Daniel Schneidermann - - Le matinaute - 145 commentaires Télécharger la videoTélécharger la version audio
Antilepénistes, attention, ne vous trompez pas d'antilepénisme !
Comme le cholesterol, il y a un bon et un mauvais antilepénisme. C'était le thème d'un papier du Monde d'hier, co-signé par cinq journalistes -cinq !- regrettant que la présence de Le Pen au second tour soit déjà ancrée dans les têtes, au point qu'aucun candidat ne combat plus vraiment la candidate FN. Et quand on la combat, poursuit Le Monde, on se trompe d'angle, en l'attaquant plutôt sur le thème du "No pasaran" que sur son programme économique, comme la sortie de l'UE. Et Le Monde d'en prendre pour preuve un récent avertissement de Hamon. «Si Marine Le Pen gagne, qui prendra le pouvoir dans la haute administration? Quels seront les juges nommés, les préfets? Le pays sera mis en croix.» " Une stratégie du «tout sauf le FN» longtemps appliquée par les partis républicains. Sans véritable succès depuis plusieurs années" assurent mes cinq collègues.
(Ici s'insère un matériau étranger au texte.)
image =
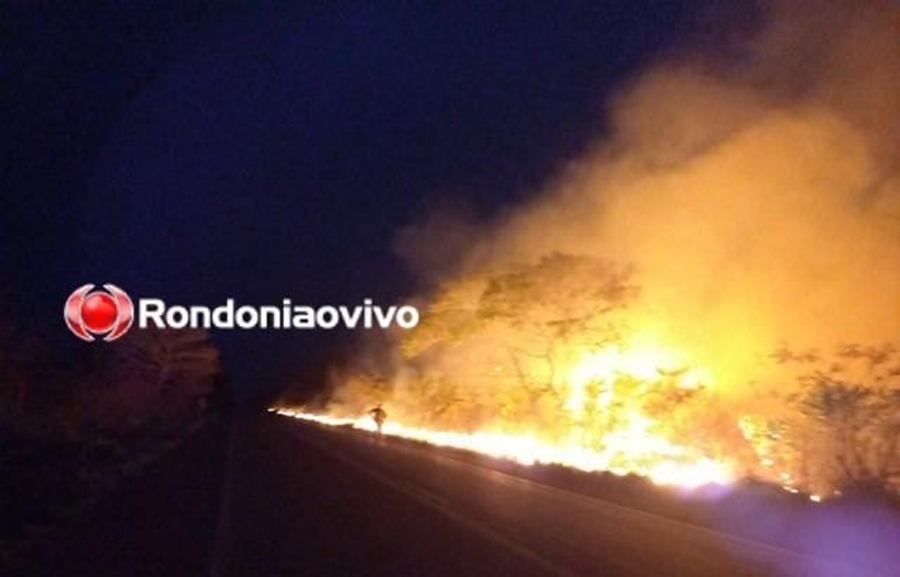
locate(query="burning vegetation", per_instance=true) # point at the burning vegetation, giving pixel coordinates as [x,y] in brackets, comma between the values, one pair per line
[708,293]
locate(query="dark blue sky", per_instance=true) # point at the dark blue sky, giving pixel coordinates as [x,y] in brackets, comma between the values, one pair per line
[197,153]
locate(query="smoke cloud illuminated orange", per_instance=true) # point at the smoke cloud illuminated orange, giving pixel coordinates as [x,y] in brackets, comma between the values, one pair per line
[737,205]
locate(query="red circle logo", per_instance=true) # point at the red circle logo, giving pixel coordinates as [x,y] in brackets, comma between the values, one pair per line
[107,312]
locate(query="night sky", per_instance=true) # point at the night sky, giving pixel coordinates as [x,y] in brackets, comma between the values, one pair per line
[194,153]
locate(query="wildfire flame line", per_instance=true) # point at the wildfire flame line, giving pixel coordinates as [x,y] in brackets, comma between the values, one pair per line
[669,467]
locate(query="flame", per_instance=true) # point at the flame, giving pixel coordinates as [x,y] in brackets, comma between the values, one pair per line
[648,455]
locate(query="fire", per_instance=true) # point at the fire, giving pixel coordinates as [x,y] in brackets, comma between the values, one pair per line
[648,455]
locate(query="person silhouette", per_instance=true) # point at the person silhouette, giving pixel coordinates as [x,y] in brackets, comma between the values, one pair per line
[378,415]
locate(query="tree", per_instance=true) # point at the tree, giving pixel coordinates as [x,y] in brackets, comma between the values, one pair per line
[496,342]
[162,375]
[851,400]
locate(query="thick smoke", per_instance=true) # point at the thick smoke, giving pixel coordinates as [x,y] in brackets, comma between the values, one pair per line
[757,196]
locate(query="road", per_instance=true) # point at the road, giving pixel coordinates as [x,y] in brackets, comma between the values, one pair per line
[292,498]
[391,508]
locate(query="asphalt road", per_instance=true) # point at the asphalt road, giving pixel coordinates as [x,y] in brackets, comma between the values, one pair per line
[277,496]
[362,505]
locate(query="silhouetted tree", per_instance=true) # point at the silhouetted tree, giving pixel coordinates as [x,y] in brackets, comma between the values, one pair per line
[851,399]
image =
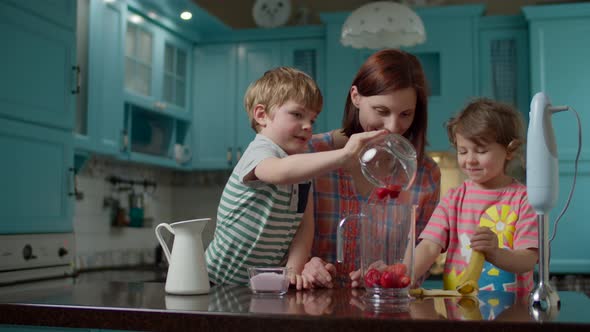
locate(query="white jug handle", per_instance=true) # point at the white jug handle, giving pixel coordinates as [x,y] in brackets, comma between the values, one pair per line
[161,240]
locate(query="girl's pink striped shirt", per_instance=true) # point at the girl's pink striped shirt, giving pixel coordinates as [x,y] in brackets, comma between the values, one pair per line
[459,213]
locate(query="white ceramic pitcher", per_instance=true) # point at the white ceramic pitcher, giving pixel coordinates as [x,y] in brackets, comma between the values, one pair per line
[187,270]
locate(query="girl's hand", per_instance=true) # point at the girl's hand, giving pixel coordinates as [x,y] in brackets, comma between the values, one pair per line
[486,242]
[318,273]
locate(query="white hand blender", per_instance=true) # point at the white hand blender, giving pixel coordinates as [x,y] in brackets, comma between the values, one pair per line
[542,189]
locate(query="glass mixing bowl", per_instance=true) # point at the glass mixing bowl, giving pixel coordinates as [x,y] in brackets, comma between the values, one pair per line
[389,161]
Ils ont raison. La dénonciation du lepénisme comme un fascisme moderne, depuis plus de trente ans, n'a pas particulièrement ému ses électeurs. Mais de fait, la sortie de l'euro, qui fait si peur au Monde, non plus. Critiquer le programme économique, ou dénoncer le danger autoritaire ? Sachez, chers collègues, qu'on en débattait déjà au journal dans les années 80, face au papa. Sans réponse définitive, comme chacun peut le constater.
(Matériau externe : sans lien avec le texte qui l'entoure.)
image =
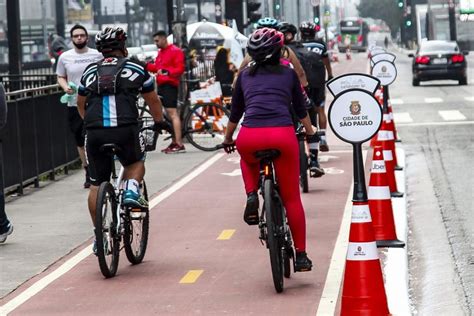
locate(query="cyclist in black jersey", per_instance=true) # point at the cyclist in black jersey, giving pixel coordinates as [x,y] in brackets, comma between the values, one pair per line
[107,102]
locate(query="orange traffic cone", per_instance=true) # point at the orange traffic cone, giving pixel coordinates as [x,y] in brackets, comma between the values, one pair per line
[380,204]
[389,166]
[363,290]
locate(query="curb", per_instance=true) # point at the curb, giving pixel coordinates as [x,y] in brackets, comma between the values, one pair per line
[395,260]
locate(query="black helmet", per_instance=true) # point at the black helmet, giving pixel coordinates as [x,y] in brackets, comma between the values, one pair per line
[111,38]
[264,44]
[286,27]
[308,29]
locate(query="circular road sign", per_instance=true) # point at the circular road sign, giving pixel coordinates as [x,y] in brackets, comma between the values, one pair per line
[385,71]
[355,116]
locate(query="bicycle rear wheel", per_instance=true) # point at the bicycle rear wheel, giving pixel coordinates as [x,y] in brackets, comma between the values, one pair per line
[107,238]
[135,238]
[205,126]
[274,244]
[303,166]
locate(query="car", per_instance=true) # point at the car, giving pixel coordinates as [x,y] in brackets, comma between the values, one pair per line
[437,60]
[150,51]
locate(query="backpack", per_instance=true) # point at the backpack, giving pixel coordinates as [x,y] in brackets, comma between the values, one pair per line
[312,64]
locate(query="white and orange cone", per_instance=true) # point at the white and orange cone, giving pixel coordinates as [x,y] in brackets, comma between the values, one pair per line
[380,204]
[363,291]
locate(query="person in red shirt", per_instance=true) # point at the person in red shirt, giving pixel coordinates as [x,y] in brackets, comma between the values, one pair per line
[169,66]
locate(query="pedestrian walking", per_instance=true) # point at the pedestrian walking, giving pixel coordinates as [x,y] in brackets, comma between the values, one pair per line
[6,228]
[71,65]
[169,66]
[225,71]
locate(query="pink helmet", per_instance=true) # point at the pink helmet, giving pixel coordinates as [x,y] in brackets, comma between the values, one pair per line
[264,43]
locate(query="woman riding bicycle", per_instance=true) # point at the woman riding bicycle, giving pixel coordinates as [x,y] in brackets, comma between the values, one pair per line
[267,93]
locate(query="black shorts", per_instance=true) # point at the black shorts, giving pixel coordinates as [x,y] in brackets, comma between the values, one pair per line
[318,96]
[76,125]
[127,138]
[168,95]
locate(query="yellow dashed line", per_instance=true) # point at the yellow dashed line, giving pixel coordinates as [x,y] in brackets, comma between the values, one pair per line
[226,234]
[191,276]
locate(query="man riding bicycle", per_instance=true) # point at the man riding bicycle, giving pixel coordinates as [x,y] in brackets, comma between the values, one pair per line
[316,45]
[107,103]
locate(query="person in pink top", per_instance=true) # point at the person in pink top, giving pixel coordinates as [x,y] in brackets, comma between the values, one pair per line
[169,66]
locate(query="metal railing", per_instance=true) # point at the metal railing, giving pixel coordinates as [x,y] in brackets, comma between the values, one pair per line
[36,140]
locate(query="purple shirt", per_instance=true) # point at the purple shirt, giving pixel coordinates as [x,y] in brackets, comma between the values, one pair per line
[266,98]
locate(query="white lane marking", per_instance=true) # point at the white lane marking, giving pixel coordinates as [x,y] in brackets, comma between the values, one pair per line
[72,262]
[45,281]
[235,173]
[453,115]
[402,117]
[397,101]
[438,123]
[433,100]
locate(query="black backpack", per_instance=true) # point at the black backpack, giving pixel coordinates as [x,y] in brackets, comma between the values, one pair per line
[312,64]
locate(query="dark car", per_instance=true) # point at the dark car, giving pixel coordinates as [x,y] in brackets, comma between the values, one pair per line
[435,60]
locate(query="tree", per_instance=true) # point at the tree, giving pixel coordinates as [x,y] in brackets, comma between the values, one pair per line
[386,10]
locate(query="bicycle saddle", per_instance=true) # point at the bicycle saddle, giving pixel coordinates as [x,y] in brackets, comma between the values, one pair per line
[267,154]
[109,148]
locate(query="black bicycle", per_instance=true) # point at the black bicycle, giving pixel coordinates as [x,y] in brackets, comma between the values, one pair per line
[203,124]
[304,159]
[273,224]
[115,223]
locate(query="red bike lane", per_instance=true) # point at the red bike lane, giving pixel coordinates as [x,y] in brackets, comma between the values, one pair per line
[188,269]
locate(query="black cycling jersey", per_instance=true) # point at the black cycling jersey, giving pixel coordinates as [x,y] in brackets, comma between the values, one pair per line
[111,101]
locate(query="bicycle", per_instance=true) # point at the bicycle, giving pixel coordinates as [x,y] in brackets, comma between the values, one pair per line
[115,223]
[304,159]
[204,124]
[273,224]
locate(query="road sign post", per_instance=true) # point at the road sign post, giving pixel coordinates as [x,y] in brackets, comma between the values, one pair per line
[355,117]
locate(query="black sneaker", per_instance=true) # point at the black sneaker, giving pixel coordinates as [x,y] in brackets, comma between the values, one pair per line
[315,170]
[87,182]
[251,209]
[302,262]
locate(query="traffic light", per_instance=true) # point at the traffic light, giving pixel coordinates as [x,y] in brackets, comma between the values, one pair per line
[252,15]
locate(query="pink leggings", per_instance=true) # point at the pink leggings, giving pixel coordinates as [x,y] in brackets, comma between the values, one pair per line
[286,168]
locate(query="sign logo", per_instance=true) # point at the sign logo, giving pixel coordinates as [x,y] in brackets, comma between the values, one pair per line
[355,108]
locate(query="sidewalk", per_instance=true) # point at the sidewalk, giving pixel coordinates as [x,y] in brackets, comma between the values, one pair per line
[53,220]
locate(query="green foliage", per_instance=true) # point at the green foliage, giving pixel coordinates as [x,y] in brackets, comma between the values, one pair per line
[386,10]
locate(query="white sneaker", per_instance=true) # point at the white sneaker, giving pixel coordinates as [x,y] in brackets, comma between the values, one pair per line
[3,236]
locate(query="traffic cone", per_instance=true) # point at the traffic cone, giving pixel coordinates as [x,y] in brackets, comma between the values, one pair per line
[363,291]
[380,204]
[389,165]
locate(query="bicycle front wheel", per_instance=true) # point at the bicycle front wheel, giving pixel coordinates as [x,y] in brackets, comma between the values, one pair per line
[205,126]
[274,225]
[135,238]
[303,166]
[107,237]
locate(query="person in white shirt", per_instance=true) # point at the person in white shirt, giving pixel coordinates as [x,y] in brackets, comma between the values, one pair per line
[71,65]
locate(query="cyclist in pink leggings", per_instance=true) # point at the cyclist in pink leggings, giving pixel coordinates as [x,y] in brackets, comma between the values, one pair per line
[268,93]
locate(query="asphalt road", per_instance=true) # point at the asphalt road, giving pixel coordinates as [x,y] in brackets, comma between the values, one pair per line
[435,122]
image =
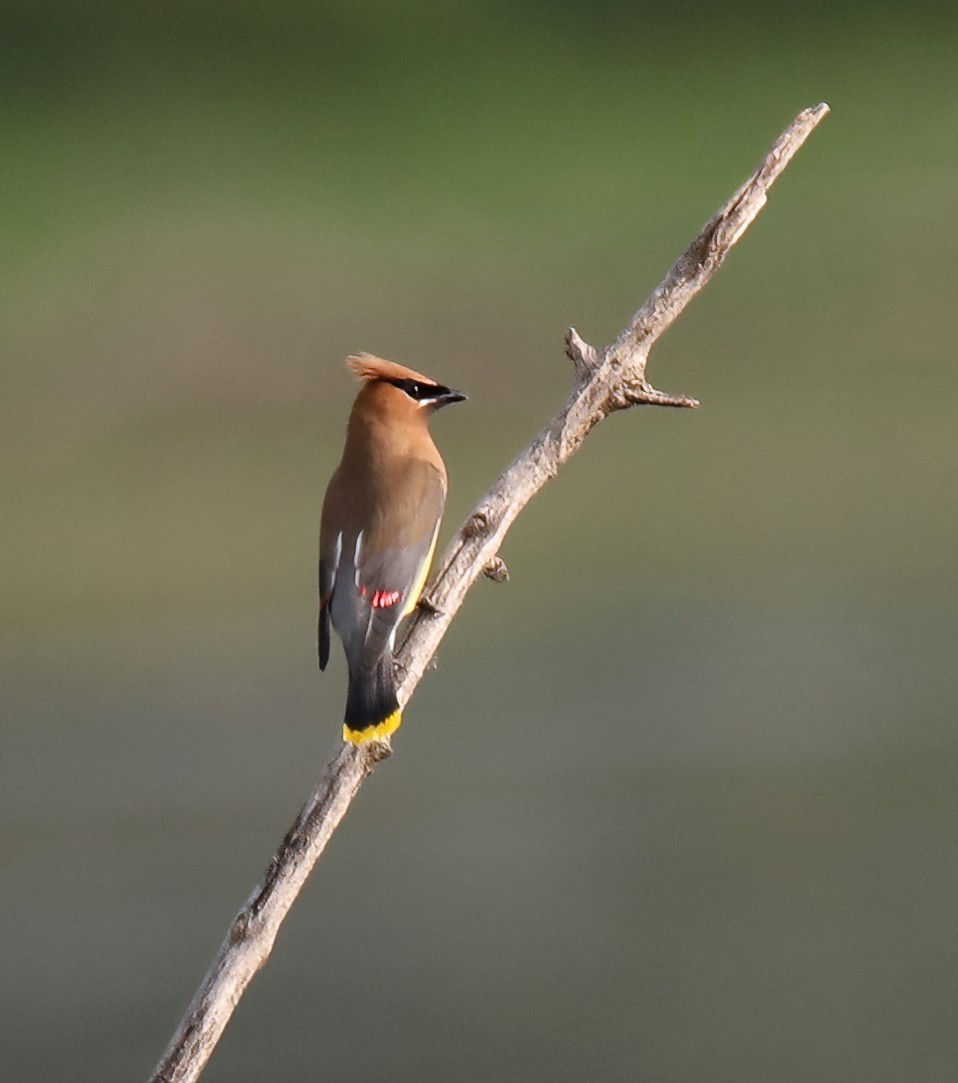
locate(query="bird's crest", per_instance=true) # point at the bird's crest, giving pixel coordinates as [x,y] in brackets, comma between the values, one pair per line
[369,367]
Alors ? Alors faute de certitude scientifique, on peut s'accrocher à des indices. A des embarras, des bafouillements, qui viennent gripper le discours triomphal. Il fallait par exemple entendre, ce matin, les esquives du directeur de campagne de Le Pen David Rachline, sur France Inter, face à Patrick Cohen. Il faut dire que la cheffe, en butte à des poursuites de l'OLAF, et qui a refusé de déférer à une convocation policière, a gaffé dur, l'avant veille. Relisons : "Je veux dire aux fonctionnaires, à qui un personnel politique aux abois demande d’utiliser les pouvoirs d’État pour surveiller les opposants, organiser à leur encontre des persécutions, des coups tordus, ou des cabales d’État, de se garder de participer à de telles dérives. Dans quelques semaines, ce pouvoir politique aura été balayé par l’élection.Mais ses fonctionnaires, eux, devront assumer le poids de ces méthodes illégales. Ils mettent en jeu leur propre responsabilité. L’État que nous voulons sera patriote".
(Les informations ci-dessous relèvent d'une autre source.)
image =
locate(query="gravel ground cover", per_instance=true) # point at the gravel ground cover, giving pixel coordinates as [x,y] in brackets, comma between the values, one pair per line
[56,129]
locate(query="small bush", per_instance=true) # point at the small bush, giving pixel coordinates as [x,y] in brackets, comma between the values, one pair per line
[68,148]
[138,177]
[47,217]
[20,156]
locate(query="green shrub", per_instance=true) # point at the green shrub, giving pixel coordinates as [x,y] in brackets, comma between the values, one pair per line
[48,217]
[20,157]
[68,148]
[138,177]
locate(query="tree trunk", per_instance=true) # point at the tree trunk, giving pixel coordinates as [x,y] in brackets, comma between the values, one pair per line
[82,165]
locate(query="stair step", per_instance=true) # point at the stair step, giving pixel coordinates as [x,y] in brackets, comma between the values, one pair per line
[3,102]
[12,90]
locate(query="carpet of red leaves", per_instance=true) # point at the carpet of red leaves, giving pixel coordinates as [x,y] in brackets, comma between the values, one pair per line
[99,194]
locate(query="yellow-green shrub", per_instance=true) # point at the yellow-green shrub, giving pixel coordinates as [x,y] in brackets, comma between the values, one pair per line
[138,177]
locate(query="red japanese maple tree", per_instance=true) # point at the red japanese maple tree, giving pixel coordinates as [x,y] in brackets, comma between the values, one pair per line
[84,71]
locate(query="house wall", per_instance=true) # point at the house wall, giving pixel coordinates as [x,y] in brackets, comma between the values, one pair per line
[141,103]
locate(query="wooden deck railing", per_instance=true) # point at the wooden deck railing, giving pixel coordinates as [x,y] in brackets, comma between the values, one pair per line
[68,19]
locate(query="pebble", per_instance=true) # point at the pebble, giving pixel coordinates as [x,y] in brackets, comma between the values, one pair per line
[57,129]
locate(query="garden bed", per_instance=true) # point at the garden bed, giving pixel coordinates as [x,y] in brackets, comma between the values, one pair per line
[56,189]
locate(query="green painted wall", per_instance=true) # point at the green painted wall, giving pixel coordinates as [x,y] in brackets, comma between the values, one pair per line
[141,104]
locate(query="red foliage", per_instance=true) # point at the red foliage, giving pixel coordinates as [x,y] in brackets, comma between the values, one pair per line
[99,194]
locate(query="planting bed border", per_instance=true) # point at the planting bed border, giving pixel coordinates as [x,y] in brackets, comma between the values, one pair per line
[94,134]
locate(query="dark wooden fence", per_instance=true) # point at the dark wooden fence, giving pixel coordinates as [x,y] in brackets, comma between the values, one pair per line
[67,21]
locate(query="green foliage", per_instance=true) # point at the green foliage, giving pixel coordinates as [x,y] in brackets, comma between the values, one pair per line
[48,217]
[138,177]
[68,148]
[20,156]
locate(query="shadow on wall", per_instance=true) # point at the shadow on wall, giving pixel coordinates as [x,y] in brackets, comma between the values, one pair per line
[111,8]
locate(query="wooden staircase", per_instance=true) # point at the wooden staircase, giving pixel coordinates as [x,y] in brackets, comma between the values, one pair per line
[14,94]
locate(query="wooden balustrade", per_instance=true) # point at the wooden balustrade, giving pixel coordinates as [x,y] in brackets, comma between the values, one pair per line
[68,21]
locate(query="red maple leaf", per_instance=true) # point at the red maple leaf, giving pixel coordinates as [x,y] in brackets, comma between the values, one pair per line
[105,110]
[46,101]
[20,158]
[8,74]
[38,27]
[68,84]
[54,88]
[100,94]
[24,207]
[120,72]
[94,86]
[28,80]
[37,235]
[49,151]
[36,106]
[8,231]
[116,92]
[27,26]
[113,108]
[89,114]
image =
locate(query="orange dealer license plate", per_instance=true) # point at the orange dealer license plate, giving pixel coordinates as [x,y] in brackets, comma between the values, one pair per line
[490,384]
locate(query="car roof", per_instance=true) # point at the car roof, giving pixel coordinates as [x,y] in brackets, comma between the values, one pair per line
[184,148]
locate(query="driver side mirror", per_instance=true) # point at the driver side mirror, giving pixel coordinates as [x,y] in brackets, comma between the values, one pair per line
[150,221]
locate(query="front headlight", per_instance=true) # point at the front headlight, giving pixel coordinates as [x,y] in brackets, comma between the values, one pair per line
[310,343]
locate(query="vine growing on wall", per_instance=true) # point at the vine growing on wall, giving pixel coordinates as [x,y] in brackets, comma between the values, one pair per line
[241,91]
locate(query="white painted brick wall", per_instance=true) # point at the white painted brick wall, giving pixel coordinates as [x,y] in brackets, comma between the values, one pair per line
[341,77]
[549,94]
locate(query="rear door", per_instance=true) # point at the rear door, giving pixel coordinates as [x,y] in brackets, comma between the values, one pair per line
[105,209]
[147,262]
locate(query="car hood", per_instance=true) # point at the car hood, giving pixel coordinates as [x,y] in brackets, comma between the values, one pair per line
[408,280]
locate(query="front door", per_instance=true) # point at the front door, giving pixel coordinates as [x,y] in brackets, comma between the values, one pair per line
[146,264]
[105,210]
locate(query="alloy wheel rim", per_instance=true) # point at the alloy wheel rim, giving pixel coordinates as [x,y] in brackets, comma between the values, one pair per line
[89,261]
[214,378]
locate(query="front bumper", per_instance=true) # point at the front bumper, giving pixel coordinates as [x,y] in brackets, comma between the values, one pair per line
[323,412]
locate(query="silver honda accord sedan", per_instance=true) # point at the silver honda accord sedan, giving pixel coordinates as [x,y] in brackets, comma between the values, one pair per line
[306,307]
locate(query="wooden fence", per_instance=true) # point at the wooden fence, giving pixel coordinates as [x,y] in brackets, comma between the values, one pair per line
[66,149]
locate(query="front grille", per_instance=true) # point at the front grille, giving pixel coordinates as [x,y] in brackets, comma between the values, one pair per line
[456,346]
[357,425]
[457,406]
Dans la tradition française, la menace ouverte de représailles, en cas d'alternance, contre les fonctionnaires mal-pensants est nouvelle. Habituellement, on épure sans le dire, en démentant vertueusement. Quels fonctionnaires visent ces menaces de représailles ? demande Cohen une fois, deux fois, trois fois à Rachline. Des policiers ? Des magistrats ? Marche arrière laborieuse du maire de Fréjus. Mais non, qu'allez-vous croire, elle ne vise pas des fonctionnaires. Elle vise des manœuvres. Elle vise le gouvernement. Elle vise Cazeneuve. D'ailleurs son discours ne fut qu'un cri d'amour aux fonctionnaires. Ce ne sont surtout pas des menaces de représailles. Cette menace n'est pas une menace. Vous l'avez entendue, mais vous n'avez rien entendu. Vous avez bien tort d'avoir peur, tout en ayant parfaitement raison.